Spa Day moved from Friday afternoons to Tuesdays when my Friday night class was added. It was a lovely way to end the week, but  after the spa I can never be sure my hair will be presentable enough to make a public appearance, which means I might have to stop at home and shower. In any case, after the postgraduate classes on Tuesday morning I deserve a reward — some serious relaxation —  and afterwards I can spend time downtown without having to rush or fight the weekend crowds.

                Pam introduced the concept when we first met over brunch at Coogan’s Irish pub/sports bar in Washington Heights. “Might there be,” I ventured, “anyplace in town to have a facial?” (A two-hour facial at the luxurious Babor salon is always a highlight of my summer in Wroclaw, which may be the facial capital of the world.) “Facial and massage, two and half hours, $12,” she replied. “My first semester, I had no classes on Tuesdays, so Tuesday was Spa Day.”

                And so it is again. The postgrad classroom is a 10-minute walk from the North Gate, a convenient meeting place and the beginning of the No. 14 bus route, which improves our chances of getting seats on the lurching ride to downtown Xiangtan. The bus lets us off right outside a modern complex of shops (including Avon and many shoes), restaurants (the one that advertises Western-style food serves a club sandwich that contains peanut butter, hard-boiled egg, cucumber slices and a unidentified pink meat) and, on the fourth floor, the Panco Salon, a heavily pink celebration of being female.

                Several young women in pink-and-white uniforms greet us enthusiastically – Pam has been a regular for almost two years – and gesture toward a table, where they bring us pale green tea. When they’re ready for us, they gently touch our arms – who would have pegged the Chinese as touchy-feely types? —  to maneuver us toward the dimly lighted changing room, actually a circle veiled off floor to ceiling circle. We abandon our clothes for a single towel each, and then it’s into the steam room, a two-seater whose misty atmosphere encourages confidences between women who, after just a few weeks, are still relative strangers. It’s also a good place to muse on weekend explorations: should we take the new high-speed train down to Guangzhou for the coming holiday weekend (Tomb-Sweeping, which seems to be something like Memorial Day and coincides  with Easter this year), as we had discussed, or maybe in the other direction, to Wuhan, where a student has just told me the region’s best cherry blossoms should be in bloom?

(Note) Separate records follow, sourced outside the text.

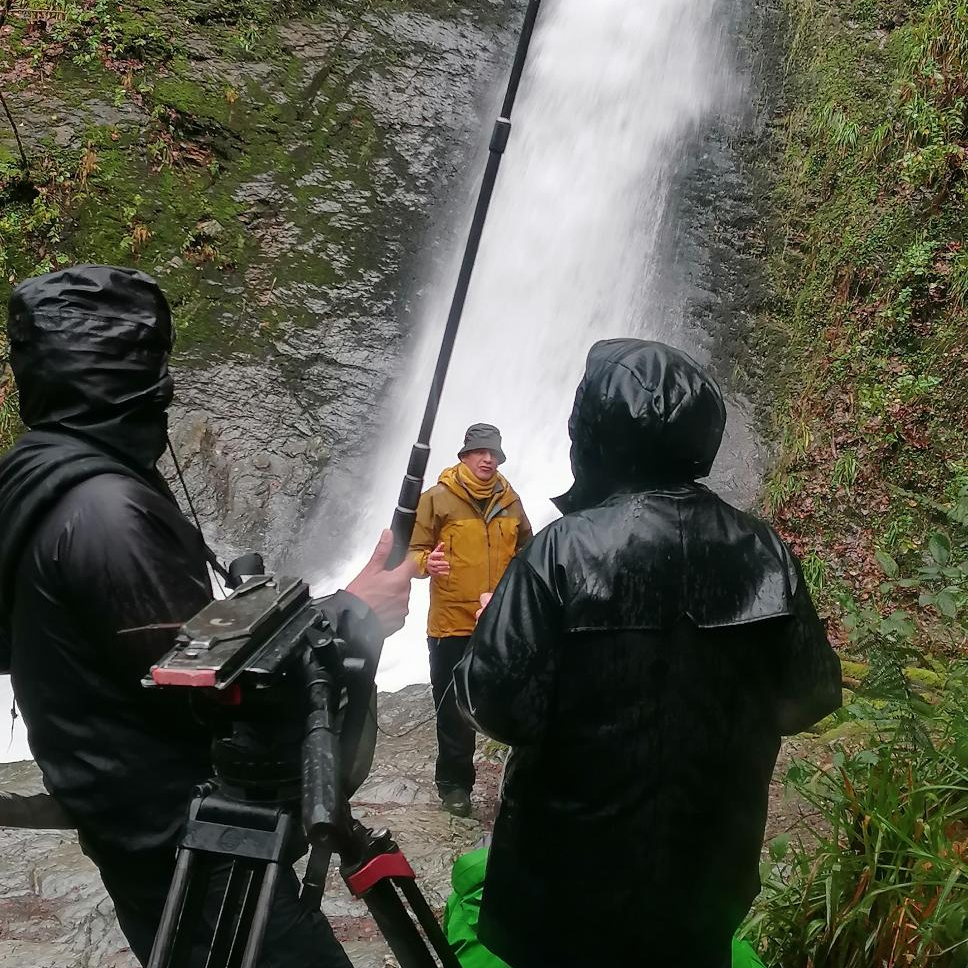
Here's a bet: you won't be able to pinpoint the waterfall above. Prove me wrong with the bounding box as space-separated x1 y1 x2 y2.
313 0 760 688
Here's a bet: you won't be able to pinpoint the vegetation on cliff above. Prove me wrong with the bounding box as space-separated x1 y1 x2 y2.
747 0 968 968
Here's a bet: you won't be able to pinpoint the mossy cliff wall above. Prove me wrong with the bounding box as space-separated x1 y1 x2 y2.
760 0 968 658
0 0 521 553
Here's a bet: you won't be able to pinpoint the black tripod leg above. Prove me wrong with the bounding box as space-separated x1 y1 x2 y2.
206 861 254 968
299 847 333 911
241 863 279 968
363 880 437 968
148 847 209 968
396 878 461 968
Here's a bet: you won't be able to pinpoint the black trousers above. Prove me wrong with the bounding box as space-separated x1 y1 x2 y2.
427 635 477 795
98 851 352 968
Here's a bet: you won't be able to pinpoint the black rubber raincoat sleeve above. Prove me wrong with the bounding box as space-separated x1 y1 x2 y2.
775 569 843 736
454 557 562 746
58 478 212 679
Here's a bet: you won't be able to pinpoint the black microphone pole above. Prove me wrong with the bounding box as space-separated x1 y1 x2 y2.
387 0 541 568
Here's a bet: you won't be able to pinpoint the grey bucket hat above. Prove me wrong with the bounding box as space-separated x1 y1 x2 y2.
457 424 507 464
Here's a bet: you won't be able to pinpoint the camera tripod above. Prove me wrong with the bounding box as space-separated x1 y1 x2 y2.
148 784 460 968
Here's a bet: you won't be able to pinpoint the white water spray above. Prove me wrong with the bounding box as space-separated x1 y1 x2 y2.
306 0 752 689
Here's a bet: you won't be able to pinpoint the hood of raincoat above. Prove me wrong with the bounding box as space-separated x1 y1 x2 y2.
8 266 174 469
555 339 726 514
0 266 174 670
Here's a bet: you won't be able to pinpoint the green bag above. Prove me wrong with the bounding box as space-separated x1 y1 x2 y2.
444 847 765 968
444 847 508 968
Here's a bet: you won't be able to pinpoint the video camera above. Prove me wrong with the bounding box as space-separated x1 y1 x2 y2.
145 576 460 968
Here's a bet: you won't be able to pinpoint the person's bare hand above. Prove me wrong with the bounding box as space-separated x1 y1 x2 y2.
426 542 450 578
346 530 417 635
474 592 494 622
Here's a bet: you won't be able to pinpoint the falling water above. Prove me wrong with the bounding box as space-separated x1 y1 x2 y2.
306 0 760 688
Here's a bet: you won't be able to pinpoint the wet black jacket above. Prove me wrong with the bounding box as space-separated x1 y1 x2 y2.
455 340 840 968
0 267 378 862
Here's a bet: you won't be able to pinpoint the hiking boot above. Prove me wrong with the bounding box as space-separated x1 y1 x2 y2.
440 790 471 817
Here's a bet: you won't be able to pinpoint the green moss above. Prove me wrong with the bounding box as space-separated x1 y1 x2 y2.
761 0 968 647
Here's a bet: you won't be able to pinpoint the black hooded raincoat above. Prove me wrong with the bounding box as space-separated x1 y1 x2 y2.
0 266 364 966
455 340 841 968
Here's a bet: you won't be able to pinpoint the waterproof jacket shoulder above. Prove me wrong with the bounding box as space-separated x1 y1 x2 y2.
410 467 531 638
455 339 841 968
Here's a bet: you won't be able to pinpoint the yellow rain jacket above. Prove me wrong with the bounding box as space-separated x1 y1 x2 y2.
410 465 531 638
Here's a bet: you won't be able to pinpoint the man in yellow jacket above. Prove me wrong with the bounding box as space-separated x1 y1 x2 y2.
410 424 531 817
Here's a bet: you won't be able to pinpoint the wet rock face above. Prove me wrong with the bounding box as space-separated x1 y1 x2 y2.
161 0 520 560
0 0 525 561
0 686 501 968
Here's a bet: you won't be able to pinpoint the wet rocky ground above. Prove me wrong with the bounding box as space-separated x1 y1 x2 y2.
0 686 824 968
0 686 501 968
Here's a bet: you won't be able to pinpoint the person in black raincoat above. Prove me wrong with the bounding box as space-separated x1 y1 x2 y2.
0 266 412 968
455 339 841 968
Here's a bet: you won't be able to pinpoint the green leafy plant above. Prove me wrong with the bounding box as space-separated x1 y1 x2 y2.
744 667 968 968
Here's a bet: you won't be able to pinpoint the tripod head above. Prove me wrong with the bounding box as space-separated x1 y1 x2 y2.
145 575 381 845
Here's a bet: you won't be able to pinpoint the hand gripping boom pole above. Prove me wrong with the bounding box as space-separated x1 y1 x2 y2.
387 0 541 568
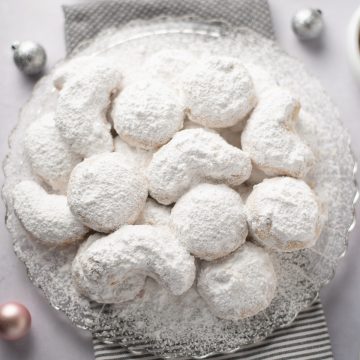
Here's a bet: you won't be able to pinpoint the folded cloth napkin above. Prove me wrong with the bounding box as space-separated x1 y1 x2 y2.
63 0 333 360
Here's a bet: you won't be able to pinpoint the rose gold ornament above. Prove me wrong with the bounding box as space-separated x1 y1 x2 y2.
0 302 31 340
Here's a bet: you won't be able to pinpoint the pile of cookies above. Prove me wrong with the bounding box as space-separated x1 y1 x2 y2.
13 50 324 320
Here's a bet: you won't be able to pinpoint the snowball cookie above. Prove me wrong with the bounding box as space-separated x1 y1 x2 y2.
24 113 81 193
135 198 171 225
72 225 195 303
170 184 248 261
13 180 89 246
112 80 184 149
146 128 251 205
114 136 154 171
246 177 323 251
241 87 315 178
54 57 122 157
197 242 277 320
144 49 194 85
67 153 147 233
180 56 256 128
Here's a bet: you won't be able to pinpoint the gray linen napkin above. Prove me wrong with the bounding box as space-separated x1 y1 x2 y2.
63 0 333 360
63 0 274 54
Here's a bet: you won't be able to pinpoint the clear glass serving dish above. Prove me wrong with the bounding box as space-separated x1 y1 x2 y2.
3 19 357 358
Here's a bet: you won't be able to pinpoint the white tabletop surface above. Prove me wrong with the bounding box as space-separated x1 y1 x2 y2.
0 0 360 360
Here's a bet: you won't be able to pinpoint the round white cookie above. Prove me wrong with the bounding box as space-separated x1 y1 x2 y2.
180 56 256 128
68 152 148 233
54 57 122 157
112 80 184 149
170 184 248 261
24 113 81 193
246 177 323 251
197 242 277 321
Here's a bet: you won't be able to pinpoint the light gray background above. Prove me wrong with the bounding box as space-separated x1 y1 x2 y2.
0 0 360 360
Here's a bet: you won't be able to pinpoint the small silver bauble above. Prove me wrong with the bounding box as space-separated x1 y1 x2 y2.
11 41 46 75
291 8 324 40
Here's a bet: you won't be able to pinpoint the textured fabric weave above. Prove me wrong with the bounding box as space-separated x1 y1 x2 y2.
93 302 333 360
63 0 274 54
63 0 333 360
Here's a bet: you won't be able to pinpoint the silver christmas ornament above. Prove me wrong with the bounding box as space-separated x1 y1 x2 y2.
11 41 46 75
291 8 324 40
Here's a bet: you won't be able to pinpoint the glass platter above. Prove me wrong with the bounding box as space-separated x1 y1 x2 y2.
3 19 357 358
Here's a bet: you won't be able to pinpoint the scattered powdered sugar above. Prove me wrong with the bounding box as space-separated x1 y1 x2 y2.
55 57 122 157
13 181 89 246
147 128 251 205
68 152 148 233
170 184 248 261
197 242 277 320
246 177 323 251
112 80 184 149
179 56 256 128
241 87 315 178
24 113 81 194
135 198 171 225
73 225 196 303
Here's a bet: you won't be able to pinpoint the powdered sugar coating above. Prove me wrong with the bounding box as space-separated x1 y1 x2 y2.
73 225 195 303
147 128 251 205
55 57 122 157
112 80 184 149
114 136 154 171
241 87 315 178
68 152 147 233
144 49 195 86
197 242 277 321
246 177 324 251
13 180 89 246
135 198 171 225
52 56 91 91
24 113 81 193
180 56 256 128
171 184 248 261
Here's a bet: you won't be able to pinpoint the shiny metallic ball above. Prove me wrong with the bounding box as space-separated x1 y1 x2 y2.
291 9 324 40
11 41 46 75
0 302 31 340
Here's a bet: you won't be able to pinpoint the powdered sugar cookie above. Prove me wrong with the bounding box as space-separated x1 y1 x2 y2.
135 198 171 225
241 87 315 178
114 136 154 171
72 225 195 303
24 113 81 193
68 153 147 233
170 184 248 261
197 242 277 321
147 129 251 205
13 181 89 246
55 57 122 157
180 56 256 128
246 177 323 251
112 80 184 149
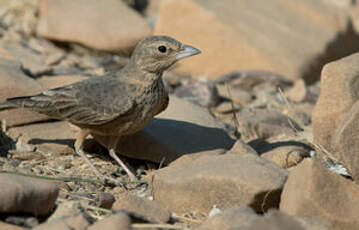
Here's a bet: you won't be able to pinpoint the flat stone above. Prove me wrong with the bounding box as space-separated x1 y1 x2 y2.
280 159 359 230
0 174 59 216
146 154 287 213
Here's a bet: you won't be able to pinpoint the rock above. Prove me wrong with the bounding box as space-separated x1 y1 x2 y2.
0 58 49 126
96 192 116 209
0 39 52 77
295 216 329 230
93 96 234 164
248 210 329 230
0 221 25 230
33 220 71 230
87 212 132 230
261 142 310 168
37 75 88 89
38 201 91 230
282 102 314 127
0 174 59 216
33 215 90 230
285 79 317 103
331 101 359 183
0 0 38 37
37 0 151 53
216 101 239 114
174 82 220 107
196 206 328 230
226 139 258 156
112 193 171 223
237 107 301 139
227 88 255 106
196 206 258 230
312 53 359 157
147 154 287 213
215 70 292 92
154 0 352 81
280 159 359 230
8 121 77 156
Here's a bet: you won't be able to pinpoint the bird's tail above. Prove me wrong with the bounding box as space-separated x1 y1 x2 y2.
0 96 30 111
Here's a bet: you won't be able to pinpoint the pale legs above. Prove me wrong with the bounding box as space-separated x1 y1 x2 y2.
75 129 136 181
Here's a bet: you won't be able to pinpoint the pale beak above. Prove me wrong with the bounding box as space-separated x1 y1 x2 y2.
176 45 201 60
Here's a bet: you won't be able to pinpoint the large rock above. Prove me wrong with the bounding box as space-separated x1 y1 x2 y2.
8 121 77 155
331 101 359 183
94 96 234 164
312 53 359 155
148 154 287 213
196 206 258 230
37 0 151 52
0 174 59 216
0 58 49 126
155 0 350 79
280 159 359 230
37 75 88 89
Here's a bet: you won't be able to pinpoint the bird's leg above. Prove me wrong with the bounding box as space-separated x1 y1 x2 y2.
75 129 106 179
109 137 137 181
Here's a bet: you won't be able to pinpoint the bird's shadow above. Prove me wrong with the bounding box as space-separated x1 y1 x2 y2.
30 118 235 163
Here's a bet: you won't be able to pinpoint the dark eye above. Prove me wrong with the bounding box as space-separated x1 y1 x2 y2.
158 46 167 53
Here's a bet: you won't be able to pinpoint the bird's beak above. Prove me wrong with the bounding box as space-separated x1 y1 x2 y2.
176 45 201 60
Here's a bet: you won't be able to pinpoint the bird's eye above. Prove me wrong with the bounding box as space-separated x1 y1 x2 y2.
158 46 167 53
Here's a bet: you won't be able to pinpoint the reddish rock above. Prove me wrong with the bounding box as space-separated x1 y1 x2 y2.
312 53 359 155
280 159 359 230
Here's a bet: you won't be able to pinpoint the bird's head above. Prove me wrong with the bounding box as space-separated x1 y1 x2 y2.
131 36 201 73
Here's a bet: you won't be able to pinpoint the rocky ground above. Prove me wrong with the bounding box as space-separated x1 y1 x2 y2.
0 0 359 230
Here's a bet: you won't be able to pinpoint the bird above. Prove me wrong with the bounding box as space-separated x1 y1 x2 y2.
0 35 201 181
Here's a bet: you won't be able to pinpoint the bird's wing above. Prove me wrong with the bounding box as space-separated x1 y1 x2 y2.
8 77 136 125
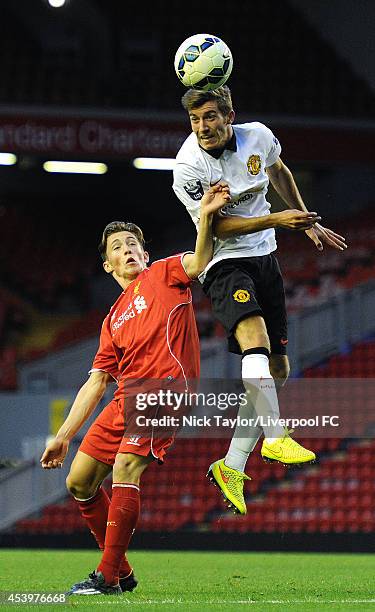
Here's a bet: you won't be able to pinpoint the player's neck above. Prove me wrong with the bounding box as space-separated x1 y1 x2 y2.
117 268 145 291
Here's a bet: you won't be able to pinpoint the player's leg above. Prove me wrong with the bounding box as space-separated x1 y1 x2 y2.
67 400 137 590
258 253 316 465
97 453 153 585
270 353 290 390
203 258 270 514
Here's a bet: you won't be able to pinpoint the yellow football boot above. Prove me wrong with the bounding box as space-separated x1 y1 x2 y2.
207 459 251 514
261 430 316 465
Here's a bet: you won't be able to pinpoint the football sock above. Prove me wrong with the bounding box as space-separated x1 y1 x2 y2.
224 398 263 472
242 349 285 442
74 486 132 577
97 482 140 584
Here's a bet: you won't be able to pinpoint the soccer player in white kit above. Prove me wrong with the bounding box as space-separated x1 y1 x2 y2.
173 86 346 514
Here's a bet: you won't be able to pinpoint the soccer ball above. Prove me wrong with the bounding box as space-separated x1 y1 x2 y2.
174 34 233 91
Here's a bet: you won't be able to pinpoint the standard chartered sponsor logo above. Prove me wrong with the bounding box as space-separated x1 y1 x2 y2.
112 295 147 332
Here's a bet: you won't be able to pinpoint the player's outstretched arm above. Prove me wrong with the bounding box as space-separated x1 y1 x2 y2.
267 157 347 251
40 372 113 470
184 183 230 278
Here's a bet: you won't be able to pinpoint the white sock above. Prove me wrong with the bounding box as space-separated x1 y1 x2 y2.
224 397 263 472
242 353 284 442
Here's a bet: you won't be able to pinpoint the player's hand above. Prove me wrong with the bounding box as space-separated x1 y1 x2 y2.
201 183 230 215
274 208 321 230
40 438 69 470
306 223 348 251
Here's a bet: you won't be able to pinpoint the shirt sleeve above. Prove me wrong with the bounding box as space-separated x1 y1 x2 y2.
173 162 210 225
89 313 119 382
265 127 281 168
151 251 192 287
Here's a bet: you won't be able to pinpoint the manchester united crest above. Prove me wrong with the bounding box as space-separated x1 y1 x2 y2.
247 155 262 176
233 289 250 304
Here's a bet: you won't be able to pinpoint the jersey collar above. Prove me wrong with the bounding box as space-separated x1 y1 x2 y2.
199 130 237 159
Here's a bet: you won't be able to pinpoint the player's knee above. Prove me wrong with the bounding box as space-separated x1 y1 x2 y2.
66 474 95 499
113 453 146 482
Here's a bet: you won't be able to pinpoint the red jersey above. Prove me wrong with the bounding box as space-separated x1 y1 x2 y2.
90 254 200 398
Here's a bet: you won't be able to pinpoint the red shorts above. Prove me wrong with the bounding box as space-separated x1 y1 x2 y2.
78 399 174 465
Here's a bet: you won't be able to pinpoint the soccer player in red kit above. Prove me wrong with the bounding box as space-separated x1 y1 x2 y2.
40 184 230 595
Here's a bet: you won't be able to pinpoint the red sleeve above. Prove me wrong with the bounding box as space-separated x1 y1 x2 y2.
151 251 192 287
89 313 119 382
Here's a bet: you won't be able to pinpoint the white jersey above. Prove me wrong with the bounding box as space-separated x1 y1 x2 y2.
173 121 281 281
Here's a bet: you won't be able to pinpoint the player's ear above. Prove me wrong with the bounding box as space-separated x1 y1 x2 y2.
103 260 113 274
227 110 236 123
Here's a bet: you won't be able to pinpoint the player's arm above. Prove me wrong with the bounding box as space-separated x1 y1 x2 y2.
267 157 347 251
183 183 230 279
40 372 113 469
213 210 320 240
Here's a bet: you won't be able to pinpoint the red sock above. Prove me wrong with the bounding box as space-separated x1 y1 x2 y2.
97 483 140 584
74 487 132 577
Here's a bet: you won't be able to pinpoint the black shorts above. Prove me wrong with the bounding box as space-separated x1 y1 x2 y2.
203 253 288 355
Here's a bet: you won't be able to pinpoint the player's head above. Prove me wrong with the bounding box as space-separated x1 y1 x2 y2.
181 85 234 151
99 221 149 285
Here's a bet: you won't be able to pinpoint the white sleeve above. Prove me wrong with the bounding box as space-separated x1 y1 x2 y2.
264 126 281 168
173 163 210 225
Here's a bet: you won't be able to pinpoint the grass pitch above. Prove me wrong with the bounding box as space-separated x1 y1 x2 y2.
0 549 375 612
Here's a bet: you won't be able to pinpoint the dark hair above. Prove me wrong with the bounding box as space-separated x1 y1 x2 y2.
98 221 145 261
181 85 233 115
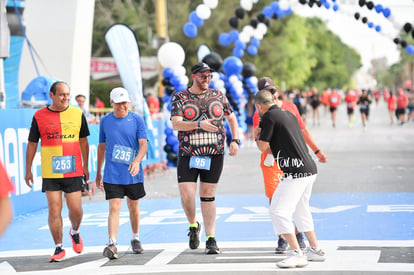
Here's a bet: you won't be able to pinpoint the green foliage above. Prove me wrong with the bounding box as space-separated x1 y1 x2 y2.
93 0 361 90
90 80 122 106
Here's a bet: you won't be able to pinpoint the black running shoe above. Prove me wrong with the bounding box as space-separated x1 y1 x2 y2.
49 246 66 262
296 232 306 250
206 237 220 254
188 222 201 249
275 237 288 254
103 244 118 260
131 239 144 254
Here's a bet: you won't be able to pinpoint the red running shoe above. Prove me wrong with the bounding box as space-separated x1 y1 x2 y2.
49 246 66 262
69 231 83 254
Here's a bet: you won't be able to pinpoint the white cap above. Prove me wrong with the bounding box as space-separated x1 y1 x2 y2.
110 87 131 103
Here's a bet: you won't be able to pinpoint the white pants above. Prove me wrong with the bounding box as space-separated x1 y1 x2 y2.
269 175 316 235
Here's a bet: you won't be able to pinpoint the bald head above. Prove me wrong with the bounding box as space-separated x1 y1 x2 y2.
254 90 275 106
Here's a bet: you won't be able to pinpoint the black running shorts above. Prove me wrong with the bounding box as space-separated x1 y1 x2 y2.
104 182 145 200
42 177 83 193
177 155 224 183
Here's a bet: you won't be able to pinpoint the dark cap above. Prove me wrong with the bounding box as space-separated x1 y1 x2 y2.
191 62 214 74
257 76 277 91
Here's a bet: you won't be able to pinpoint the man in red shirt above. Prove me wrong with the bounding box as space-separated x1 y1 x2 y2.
344 89 357 128
0 162 14 236
395 88 408 125
329 89 341 128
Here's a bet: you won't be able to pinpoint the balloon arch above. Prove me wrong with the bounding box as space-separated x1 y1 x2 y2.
158 0 414 166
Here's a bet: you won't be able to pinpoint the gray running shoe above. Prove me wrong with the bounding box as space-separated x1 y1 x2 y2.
103 244 118 260
131 239 144 254
296 232 306 250
206 237 220 254
188 222 201 249
275 238 288 254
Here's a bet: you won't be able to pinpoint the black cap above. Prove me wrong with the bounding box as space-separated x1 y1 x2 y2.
191 62 214 74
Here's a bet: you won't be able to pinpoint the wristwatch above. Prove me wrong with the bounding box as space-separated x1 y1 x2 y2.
231 138 240 145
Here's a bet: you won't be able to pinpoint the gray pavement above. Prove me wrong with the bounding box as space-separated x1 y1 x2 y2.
0 103 414 275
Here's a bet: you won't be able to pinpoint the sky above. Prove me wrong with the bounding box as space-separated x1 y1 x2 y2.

                After 15 or 20 glorious minutes of steaming open our pores and sinuses, we’re shown to private showers. There we exchange our towels, now soggy, for simple under-the-arm shifts and tissue-paper panties that balloon like hotel shower caps, or would if they came in my Pennsylvania Dutch size. As we step outside in our plastic steam-and-shower slippers, an attendant exchanges them for plush ones, gently drying our feet in the process.

                From there we are led to a three-bed massage room, where we lie on our backs, swaddled to our chins as a mother might cover her baby, which is what I feel like in my soft cocoon. But not for long. Soon the coverlet comes down and the massage begins: first the scalp; then the, uh,  chest and shoulders; then, once I’ve flipped over, every inch of my back, in many different ways; then another flip for the facial massage. A gauzy veil, permeated with some cool liquid, is placed over my face, to be followed by the final mask and an arm-stretching. Throughout, the massage room is all but silent – a blessing indeed when you consider that our business in this city is talk.  All I can hear are an occasional murmur or music from outside when the door opens, and the thwacks as a nearby body (or is it mine?) takes a restorative pummeling. Being alone with my thoughts here is almost as good an isolation tank.

                When I rise from the table after nearly two hours, it’s a little hard to get my muscles back to work. I dress languidly, as if I’ve almost forgotten how to put on my clothes. Out at reception, as I sign my account over another glass of green tea and a slightly warm, slightly sweet black bean soup, I wonder how I’ll summon the energy for even a quick run through Bubugao, the shopper’s paradise downstairs,  or navigate the hustle and bustle of downtown Xiangtan. But each week, I manage.

                At the end of my first spa day, I was asked if I would like to set up an account – 15 visits for 1200 yuan (about $160), enough to see me through the semester. Oh, yes.